As published in the Apr/May 2012 issue of SCOPE, the newsletter of the RASC Toronto Centre. Republished here with permission.


I stumbled across the Dark Matter Crisis discussion bloggy site articles while searching for a simple and clear definition of dark matter. Ha! I had never before seen it worded that way per se, that we're experiencing a "crisis," but it struck me as appropriate. It really is a big problem for scientists and cosmologists. The overarching theme? None of the current theories are working well.

I don't pretend to have a valid theory. I wouldn't even know where to begin. But I cannot shake this inkling, this feeling, deep down, that our current beliefs, the whole approach, might be wrong. I have this inescapable feeling that we can't get there from here. I keep wondering if we need a rethink. To back up. Start again. Re-examine our data. Develop some new premises. 

It also seems to me that a unified or common rule will apply. For a long time I've thought there's an eerie similarity to things microscopic and macroscopic. The eddies in a babbling stream remind me of huge spinning galaxies. The clumps and clusters of galaxy groups, connected by ethereal threads, remind me of the lattice trabecular structure inside our bones. Surely there's a simple way to describe all this, without dozens or hundreds of exceptions.

Actually, I myself might need to rethink the eddie-galaxy metaphor... It may not be a good fit. And therein lies one of the Great Mysteries. It has been observed for some time now that the material near the hub of a spiral galaxy is spinning at an angular (not linear) rate that matches the systems and stars and gas in the outer arms. This is the opposite of what generally happens in solar systems: inner planets orbit faster than outer. It was Kepler who revealed why and posited an elegant, simple mathematical theory for planetary motion. In a galaxy it's almost like the inner and outer sections are connected, like spokes on a bicycle wheel. The Band-Aid applied to our current theories is that there must be a big chunk of mass "locking" all this material together... But where is it? Why can’t we see it? Why can't we measure it?

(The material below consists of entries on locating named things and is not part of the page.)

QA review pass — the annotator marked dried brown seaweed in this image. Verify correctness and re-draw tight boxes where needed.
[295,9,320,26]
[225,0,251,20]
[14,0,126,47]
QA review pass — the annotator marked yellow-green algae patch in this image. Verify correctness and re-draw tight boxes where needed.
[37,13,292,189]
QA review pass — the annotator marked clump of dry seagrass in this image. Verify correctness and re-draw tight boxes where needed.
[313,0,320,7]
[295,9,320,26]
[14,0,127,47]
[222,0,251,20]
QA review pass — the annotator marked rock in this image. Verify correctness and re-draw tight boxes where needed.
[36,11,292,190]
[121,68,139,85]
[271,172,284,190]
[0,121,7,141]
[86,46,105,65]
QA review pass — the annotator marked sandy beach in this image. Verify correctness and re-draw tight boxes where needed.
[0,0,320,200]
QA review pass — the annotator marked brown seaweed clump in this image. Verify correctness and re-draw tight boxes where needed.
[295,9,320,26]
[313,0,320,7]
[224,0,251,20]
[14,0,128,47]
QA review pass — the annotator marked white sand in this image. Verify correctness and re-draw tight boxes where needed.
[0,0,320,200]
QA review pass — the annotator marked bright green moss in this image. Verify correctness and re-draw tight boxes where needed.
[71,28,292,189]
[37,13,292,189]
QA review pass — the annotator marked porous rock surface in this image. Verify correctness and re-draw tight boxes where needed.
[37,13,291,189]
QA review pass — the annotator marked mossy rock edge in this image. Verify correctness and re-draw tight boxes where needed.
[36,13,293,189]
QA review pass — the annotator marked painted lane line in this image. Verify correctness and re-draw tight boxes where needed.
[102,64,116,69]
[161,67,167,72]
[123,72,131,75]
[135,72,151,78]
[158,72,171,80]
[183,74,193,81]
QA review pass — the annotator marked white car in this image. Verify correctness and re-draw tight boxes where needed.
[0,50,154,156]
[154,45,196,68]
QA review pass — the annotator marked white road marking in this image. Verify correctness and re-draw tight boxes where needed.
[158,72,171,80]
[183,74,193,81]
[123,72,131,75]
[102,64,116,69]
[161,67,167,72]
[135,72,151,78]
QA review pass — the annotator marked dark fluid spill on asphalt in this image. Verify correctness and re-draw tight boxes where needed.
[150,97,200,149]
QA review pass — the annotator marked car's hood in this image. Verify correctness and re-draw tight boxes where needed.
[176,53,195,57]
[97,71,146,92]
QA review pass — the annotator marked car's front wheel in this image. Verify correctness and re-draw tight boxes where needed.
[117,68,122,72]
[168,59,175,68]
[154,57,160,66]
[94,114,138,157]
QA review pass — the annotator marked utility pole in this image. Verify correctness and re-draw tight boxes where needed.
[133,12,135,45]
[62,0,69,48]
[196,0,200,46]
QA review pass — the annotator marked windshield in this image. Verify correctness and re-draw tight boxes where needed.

I have to be careful here. It's tempting to explore this tantalising subject further but, obviously, it is a huge topic which would take hundreds of SCOPE articles to tackle!

Back to my main point. The theories, discussions, points, counter-points, arguments, observations (very limited observations), are fascinating to me. And when I find clear, lively, interesting discussions on these complex subjects, I'm all in. I've enjoyed reading criticisms of the Lambda-Cold Dark Matter during our long, dark winter evenings.